Submitted via IRC for takyon
The problem is that with so many drugs currently on the U.S. pharmaceutical market, "it's practically impossible to test a new drug in combination with all other drugs, because just for one drug, that would be five thousand new experiments," said Marinka Zitnik, a postdoctoral fellow in computer science and lead author of a paper presented July 10 at the 2018 meeting of the International Society for Computational Biology.
[...] So Zitnik and associates created a network describing how the more than 19,000 proteins in our bodies interact with each other and how different drugs affect these proteins. Using more than 4 million known associations between drugs and side effects, the team then designed a method to identify patterns in how side effects arise, based on how drugs target different proteins, and also to infer patterns about drug-interaction side effects.

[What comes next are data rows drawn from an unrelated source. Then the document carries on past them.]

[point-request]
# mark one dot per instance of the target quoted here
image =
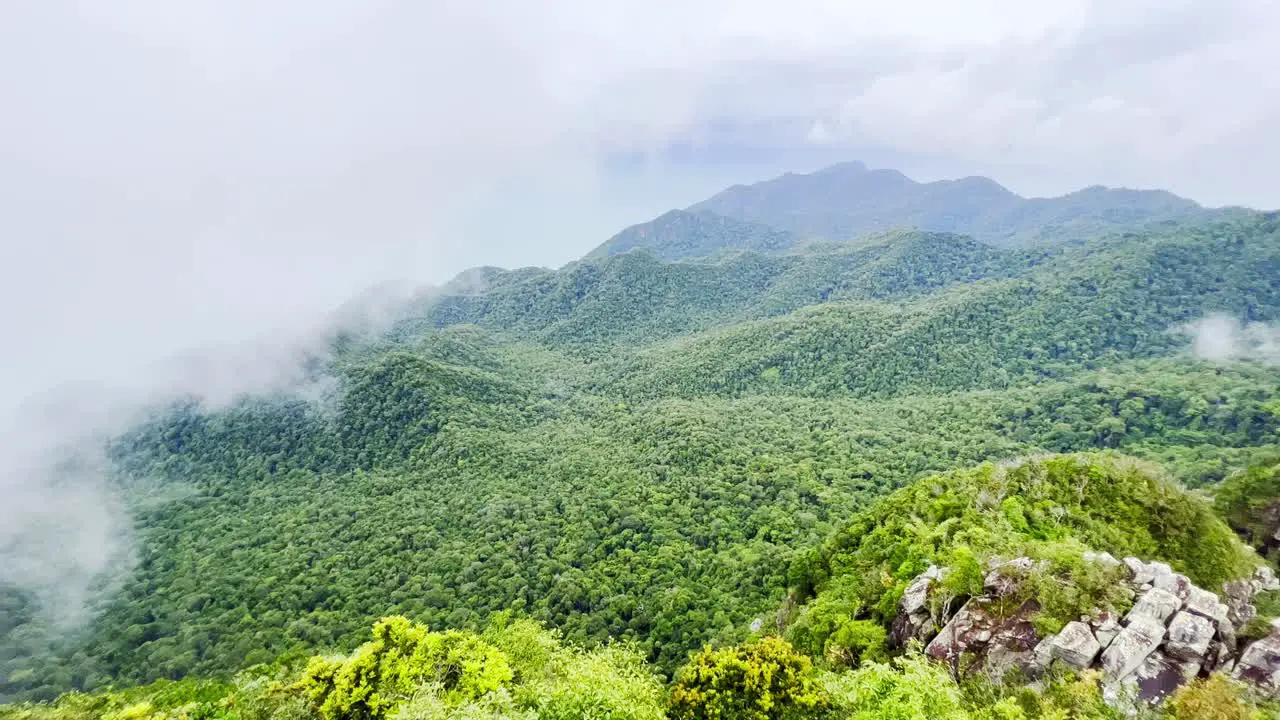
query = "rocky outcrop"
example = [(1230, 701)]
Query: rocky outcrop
[(1173, 633)]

Source: How to predict the side effects of millions of drug combinations
(Score: 2) by ilPapa on Tuesday July 17 2018, @03:25AM (1 child)
I'm too high to read the article, but my guess is that you just gotta keep at it, you know. But be sure to stay hydrated and get a rubber mouth guard or you'll grind your teeth down to stubs.
You are still welcome on my lawn.
(Score: 2) by c0lo on Tuesday July 17 2018, @04:30AM
If it's not AI-with-b(ol)locks-chain then it's not worth it, nobody is going to grant any money for it.